The second section of the book focuses on a set of gardens themselves, not photographed during a party but that could certainly host quite a pretty one. A set of visual feasts of garden bounty takes readers from Normandy, France, along the east coast of the U.S. and over to Oxfordshire, England. Along with inspirational images you’ll find tips on gardening too, as well as a letter section on garden elements and arrangements.
“I continue to be encouraged and impressed by the extent to which people go to create and enhance lovely gardens and gatherings in them, many who may not be specifically trained in those areas, but have an appreciation for natural beauty and want to be surrounded by it,” Shaw says. “I take cues from them all.”

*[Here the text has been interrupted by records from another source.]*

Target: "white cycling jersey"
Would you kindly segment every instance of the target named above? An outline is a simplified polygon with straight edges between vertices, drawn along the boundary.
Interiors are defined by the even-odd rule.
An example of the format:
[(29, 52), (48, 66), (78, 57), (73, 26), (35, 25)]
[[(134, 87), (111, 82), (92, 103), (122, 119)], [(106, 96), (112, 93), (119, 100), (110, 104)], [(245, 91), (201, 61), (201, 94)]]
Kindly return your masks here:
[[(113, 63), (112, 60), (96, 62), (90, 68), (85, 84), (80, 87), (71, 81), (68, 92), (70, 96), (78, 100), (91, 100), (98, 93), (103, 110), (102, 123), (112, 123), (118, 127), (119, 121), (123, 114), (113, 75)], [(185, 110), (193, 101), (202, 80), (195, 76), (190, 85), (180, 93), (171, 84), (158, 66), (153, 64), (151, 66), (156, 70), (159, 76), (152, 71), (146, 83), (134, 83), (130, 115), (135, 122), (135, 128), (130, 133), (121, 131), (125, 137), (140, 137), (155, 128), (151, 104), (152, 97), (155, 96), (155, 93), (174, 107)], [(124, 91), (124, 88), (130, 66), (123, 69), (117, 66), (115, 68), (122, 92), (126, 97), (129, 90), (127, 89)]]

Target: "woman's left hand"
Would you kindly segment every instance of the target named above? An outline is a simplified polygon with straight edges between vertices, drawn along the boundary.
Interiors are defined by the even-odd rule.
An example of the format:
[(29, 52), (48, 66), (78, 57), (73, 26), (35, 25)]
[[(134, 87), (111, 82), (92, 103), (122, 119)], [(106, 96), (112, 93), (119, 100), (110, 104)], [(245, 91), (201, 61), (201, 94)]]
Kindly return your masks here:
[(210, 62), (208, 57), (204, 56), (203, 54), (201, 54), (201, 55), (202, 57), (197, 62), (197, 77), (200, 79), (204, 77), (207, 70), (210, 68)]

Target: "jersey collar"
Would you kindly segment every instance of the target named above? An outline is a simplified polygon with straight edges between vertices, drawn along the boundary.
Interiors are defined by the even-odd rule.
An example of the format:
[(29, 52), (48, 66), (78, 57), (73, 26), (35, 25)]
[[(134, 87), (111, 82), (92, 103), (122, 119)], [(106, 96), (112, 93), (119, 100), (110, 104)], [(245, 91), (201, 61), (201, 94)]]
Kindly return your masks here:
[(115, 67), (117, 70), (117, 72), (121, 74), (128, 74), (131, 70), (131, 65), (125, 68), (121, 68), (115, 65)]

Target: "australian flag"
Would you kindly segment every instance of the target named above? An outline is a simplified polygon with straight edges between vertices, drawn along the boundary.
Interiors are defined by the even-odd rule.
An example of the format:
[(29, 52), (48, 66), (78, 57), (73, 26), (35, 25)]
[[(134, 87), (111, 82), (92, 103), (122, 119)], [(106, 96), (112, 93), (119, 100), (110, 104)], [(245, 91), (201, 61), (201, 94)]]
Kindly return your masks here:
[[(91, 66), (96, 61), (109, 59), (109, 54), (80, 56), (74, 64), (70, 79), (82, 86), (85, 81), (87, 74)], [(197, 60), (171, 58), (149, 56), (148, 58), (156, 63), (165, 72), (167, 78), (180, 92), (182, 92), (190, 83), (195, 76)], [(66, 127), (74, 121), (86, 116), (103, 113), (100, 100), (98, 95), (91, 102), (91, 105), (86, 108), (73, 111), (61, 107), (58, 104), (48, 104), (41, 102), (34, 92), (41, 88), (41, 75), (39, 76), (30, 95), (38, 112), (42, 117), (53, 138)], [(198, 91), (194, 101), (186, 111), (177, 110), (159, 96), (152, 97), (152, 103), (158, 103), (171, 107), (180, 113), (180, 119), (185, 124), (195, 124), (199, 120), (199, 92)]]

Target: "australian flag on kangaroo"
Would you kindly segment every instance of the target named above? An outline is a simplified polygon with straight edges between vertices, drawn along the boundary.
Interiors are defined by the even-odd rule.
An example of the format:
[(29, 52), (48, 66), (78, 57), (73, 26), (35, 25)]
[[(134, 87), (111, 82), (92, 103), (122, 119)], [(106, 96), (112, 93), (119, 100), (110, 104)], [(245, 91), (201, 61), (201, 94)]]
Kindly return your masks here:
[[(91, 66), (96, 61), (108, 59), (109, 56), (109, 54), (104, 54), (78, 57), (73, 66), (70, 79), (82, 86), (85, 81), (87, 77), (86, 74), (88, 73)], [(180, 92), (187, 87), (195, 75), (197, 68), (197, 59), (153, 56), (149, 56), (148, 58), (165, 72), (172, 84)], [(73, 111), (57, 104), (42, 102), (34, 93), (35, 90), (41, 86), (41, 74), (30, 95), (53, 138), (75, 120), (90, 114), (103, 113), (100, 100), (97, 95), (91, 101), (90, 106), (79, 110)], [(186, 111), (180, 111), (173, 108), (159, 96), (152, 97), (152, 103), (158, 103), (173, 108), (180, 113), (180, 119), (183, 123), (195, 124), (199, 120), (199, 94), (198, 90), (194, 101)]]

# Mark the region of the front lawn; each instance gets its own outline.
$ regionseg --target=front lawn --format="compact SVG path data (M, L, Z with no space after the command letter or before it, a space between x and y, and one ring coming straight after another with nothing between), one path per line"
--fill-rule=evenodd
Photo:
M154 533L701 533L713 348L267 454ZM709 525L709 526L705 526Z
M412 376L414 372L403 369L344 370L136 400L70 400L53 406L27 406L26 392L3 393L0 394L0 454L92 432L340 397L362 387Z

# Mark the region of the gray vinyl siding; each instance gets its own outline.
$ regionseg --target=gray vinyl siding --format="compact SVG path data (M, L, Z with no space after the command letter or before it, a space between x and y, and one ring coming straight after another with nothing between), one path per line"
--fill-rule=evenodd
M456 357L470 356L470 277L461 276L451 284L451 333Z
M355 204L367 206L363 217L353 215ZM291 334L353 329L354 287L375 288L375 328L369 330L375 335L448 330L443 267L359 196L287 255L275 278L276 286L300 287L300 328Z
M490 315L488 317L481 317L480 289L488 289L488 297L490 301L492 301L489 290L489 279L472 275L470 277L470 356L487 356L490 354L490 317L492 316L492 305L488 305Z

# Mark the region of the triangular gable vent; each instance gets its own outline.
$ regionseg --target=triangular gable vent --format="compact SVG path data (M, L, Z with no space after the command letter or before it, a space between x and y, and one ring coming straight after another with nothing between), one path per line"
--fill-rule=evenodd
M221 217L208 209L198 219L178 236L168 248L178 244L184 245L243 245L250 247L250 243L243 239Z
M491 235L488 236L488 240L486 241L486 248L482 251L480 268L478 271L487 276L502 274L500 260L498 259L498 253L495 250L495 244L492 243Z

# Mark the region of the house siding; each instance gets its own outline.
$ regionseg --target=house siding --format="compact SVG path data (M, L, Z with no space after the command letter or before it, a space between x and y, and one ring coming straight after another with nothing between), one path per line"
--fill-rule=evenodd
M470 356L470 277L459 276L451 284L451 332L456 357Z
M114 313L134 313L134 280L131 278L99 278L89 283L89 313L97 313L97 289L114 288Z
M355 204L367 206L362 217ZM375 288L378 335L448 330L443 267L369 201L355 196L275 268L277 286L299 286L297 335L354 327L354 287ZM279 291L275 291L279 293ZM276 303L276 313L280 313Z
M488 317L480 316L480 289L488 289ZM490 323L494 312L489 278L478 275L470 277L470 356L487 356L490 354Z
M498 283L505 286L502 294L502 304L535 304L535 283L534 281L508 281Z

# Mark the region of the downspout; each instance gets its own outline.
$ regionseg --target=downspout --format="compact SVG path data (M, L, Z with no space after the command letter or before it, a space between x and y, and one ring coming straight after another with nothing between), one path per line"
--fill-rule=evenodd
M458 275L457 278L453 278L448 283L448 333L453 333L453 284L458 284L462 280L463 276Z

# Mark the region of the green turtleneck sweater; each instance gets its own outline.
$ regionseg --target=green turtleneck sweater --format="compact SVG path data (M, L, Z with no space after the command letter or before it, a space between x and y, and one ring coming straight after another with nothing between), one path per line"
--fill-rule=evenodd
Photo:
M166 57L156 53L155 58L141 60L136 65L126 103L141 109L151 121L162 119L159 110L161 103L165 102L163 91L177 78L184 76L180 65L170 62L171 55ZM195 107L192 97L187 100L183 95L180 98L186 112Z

While the book covers gardens all over the country and world that are sure to inspire, Shaw also notes what a perfect place her own city of Birmingham is to host a garden party and encourages its local readers to replicate or translate elements they see in the book to their own aesthetic, taking note of the tips throughout its pages. “I’d like for. Birminghamians to know, if they don’t already, what a widely admired and wonderful flower and garden city we are, with lots of real talent in the floral, garden, and party design space,” she says.

In particular, some of her favorite shops and other resources for readers to get creative in their own gardens and garden parties are Shoppe, Leaf & Petal, A’Mano, Table Matters, Alkmy, General, Architectural Heritage, Details, Elegant Earth and Summer Classics.
As Bunny Williams notes in the book, “…I never tire of looking at inspirational images of gardens and tablescapes, which encourage me to be more creative.” There’s no telling just how Birmingham’s green hills will be filled with new layers of garden beauty and creativity inspired by all the images and words in Shaw’s new book.
You can purchase Flowering Outdoors at major bookstores, on Amazon, and at A’Mano in Mountain Brook Village (and hopefully some other local emporiums as well, Margot said a few weeks before the book released).